A significant dip in a company’s share price to below recent historical norms is an important factor for me. There is no point in receiving big dividend payouts if they are all wiped out by share price losses.
Glencore’s shares have dropped 24% from their high this year on 18 January. But this does not necessarily mean that they are undervalued.
However, the price-to-earnings (P/E) ratio is excellent for ascertaining whether they might be, and Glencore’s is currently 6.8.
This is lower than all its peers, except one — Kenmare Resources at 2.2. Antofagasta trades at 10.1, BHP Group at 10.9, and Anglo American at 15.
Therefore, compared to its peer average of 9.5, Glencore is significantly undervalued.
The same applies to its P/E compared to the global mining industry’s average of 9.6.
What is fair value for the shares?
Assessing the fair value of the shares is also very important to me. It indicates whether I can expect a significant rise in the stock to add to my returns from the dividends.
The discounted cash flow (DCF) valuation is a good way of finding out a stock’s fair value. As this method involves an array of assumptions, I look at several analysts’ DCF valuations as well as my own.

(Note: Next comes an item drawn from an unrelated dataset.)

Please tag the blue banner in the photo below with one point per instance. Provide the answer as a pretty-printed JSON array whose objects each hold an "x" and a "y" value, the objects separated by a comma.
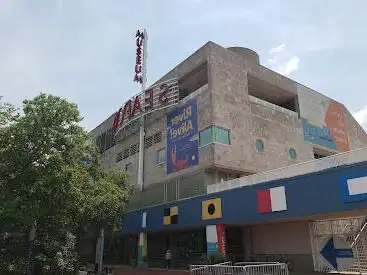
[{"x": 182, "y": 137}]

The core assessments for Glencore are between around 33% and 48% undervalued. Taking the lowest of these would give a fair value per share of £6.46.
This does not mean that the stock will definitely reach that point, of course. But it does underline to me that it currently offers very good value.
Passive income star
In 2022, Glencore paid a total dividend of 52 cents per share. Based on the current exchange rate and price per share of £4.33, this gives a yield of 9.7%. This is among the very highest in the FTSE 100.
So, £10,000 invested now would yield £970 this year in passive income. For £1,000 annual income, 2,327 shares are required, at a cost of £10,308.
If the yield remained the same over 10 years, £9,700 would be added to the initial £10,000 investment.
This would not include any share price gains, incidentally. On the other hand, it would not include any tax or share price losses either.
I also think there is every possibility that this year’s dividends may be higher, based on the previous three years. In 2020, the total dividend was 20 cents, and in 2021 it increased 131% to 32 cents.
Although I already hold shares in the sector, I am seriously considering buying Glencore. I think it could recoup this year’s 24% loss at some point. I also think it could gradually converge towards its fair value over time, in addition to paying stunning dividends.